Atmospheric US heavy rockers aim high but fall short of the summit on their eponymous debut

Released May 12th, 2016 via Neurot Recordings / By Erick Mertz
Mirrors For Psychic Warfare - Mirrors For Psychic Warfare (Neurot Recordings) One of the joys in writing about metal, or heavy music as I like to classify the wider genre, is the expansion of vocabulary, particularly synonyms for the word big.

This is, after all, the bedrock quality of heavy music. Size does matter, making words like mammoth, huge, robust and gargantuan valuable in a well-written review.

Mirrors For Psychic Warfare's eponymous five-song record opens with the six-minute lead single, Oracles Hex which is a menacing track, full of Sunn O))) or Earth styled dark ambiance. There are cultish chants in the background and an uneasy (and wholly uneven) breeze that seems to wash in and out and that continues into the next track the 14:47 length A Thorn To See. Rather than chants though, the band changes over into spoken vocals, words deeply embedded, echoing from the back of the mix giving it a definitely harrowing feel. Lyrics like “the God of water/becomes a tower” and “the eyes are not the host/they are windows to the sky” are plentiful throughout, oblique but obviously Pagan influenced.

Eventually, A Thorn To See rolls over into a loud, driving guitar riff that rings out like a call to arms. Something is coming and it’s awful. The band offers a mammoth sound (there’s one of ‘those words’ again) and really drives home the bleak themes of darkness and warfare. What follows though, is a lot of suggestions of menace. Songs like CNN WTZ run right up to the edge but never really grind home that tempting concept. Mirrors really tries to seize on the melodic (or anti-melodic) sweet spot of the aforementioned bands, but their missing something. This isn’t as elemental as Earth and cannot quite capture the freaking discordance of Sunn O))). Vocals hit the nail right on the head. They name the dread. Underneath it all, the percussion feels pale, more of a rattle than thunder. I’d like these songs more without drums, perhaps more care given to the mix but that always seems to be on the horizon rather than in the air.

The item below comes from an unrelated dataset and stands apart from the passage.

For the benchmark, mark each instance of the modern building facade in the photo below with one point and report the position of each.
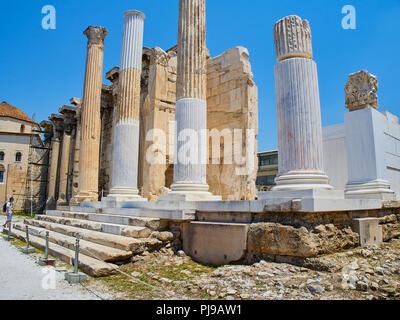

Regardless of what they might say, size does matter. And I believe the lads in Mirrors For Psychic Warfare know that pretty well. What this record seems to capture is a feeling of looking up from shadows at the titanic leviathan threatening the realm, rather than the unwieldy power of operating within. It’s a fine line but the songs never take the helm and in that regard, I’m impressed but wholly unimpressed with the result.